Rauberweiherhaus / Wackersdorf / Schwandorf

Streit um geplanten Helikopter-Sonderlandeplatz

Im Wackersdorfer Ortsteil Rauberweiherhaus regt sich Widerstand gegen den geplanten Bau eines Helikopter-Sonderlandeplatzes. Dieser soll nur wenige hundert Meter von den Wohnhäusern entfernt entstehen – direkt neben dem bestehenden Flugplatz des Flugsportclubs Schwandorf.
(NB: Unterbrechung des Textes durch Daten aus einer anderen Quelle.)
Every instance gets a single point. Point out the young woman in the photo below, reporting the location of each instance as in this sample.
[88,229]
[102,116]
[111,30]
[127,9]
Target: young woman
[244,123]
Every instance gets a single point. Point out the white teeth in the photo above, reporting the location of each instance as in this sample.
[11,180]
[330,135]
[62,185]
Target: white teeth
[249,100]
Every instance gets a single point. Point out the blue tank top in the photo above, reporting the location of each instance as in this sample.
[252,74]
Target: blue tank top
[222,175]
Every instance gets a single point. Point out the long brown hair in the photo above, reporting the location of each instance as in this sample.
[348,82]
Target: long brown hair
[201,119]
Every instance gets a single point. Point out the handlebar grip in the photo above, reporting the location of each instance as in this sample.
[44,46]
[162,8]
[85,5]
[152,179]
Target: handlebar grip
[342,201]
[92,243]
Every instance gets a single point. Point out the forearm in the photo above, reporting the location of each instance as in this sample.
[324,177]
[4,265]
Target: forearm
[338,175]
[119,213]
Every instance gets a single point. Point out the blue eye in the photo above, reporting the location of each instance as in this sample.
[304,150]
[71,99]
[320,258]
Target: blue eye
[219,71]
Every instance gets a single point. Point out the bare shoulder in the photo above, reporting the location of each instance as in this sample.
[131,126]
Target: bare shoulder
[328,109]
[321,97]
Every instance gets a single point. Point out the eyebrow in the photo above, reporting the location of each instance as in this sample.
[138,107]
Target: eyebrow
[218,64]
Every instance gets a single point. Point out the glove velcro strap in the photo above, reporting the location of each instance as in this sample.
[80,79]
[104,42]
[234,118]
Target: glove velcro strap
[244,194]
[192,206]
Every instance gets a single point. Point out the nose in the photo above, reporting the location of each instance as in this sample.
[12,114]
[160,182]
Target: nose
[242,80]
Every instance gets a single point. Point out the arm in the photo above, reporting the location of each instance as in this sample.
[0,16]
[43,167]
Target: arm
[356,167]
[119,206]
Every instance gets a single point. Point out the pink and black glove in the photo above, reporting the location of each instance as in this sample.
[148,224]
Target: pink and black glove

Bauherr ist der Unternehmer Markus Guggenmos mit seiner CT2 Solutions GmbH & Co. KG. Auf einer Informationsveranstaltung der Anwohner war Guggenmos nicht anwesend. Auch auf Anfragen zu dem Vorhaben reagierte er bislang nicht.

Bereits im vergangenen Jahr hatte er Kontakt zum örtlichen Luftsportclub FLC Schwandorf aufgenommen und Pläne für einen Hallenbau sowie die Stationierung von Hubschraubern und Motorflugzeugen vorgestellt. Die Vereinsmitglieder lehnten dies in einer Versammlung im Juli 2025 mehrheitlich ab.

Auch Naturschützer sehen das Projekt kritisch

Neben den Anwohnern äußert auch der BUND Naturschutz Bedenken. Der geplante Landeplatz liegt nur rund 500 Meter vom Charlottenhofer Weihergebiet entfernt. Das Gebiet ist das zweitgrößte Naturschutzgebiet der Oberpfalz und gilt zudem als national bedeutsames Brutvogelgebiet.

Der BUND Naturschutz befürchtet, dass der zusätzliche Flugverkehr die Tiere beeinträchtigen könnte – insbesondere durch die geplanten An- und Abflugschneisen.

Auch die mögliche Lärmbelastung sorgt bei den Anwohnern für Kritik. Laut Bauantrag wären bis zu 1.144 Hubschrauberflüge pro Jahr möglich.

Besonders kritisch sehen die Naturschützer die vorliegenden Gutachten. Diese würden sich nach ihrer Einschätzung vor allem mit dem Standort des geplanten Hangars beschäftigen, nicht aber ausreichend mit den möglichen Auswirkungen auf das nahegelegene Naturschutzgebiet.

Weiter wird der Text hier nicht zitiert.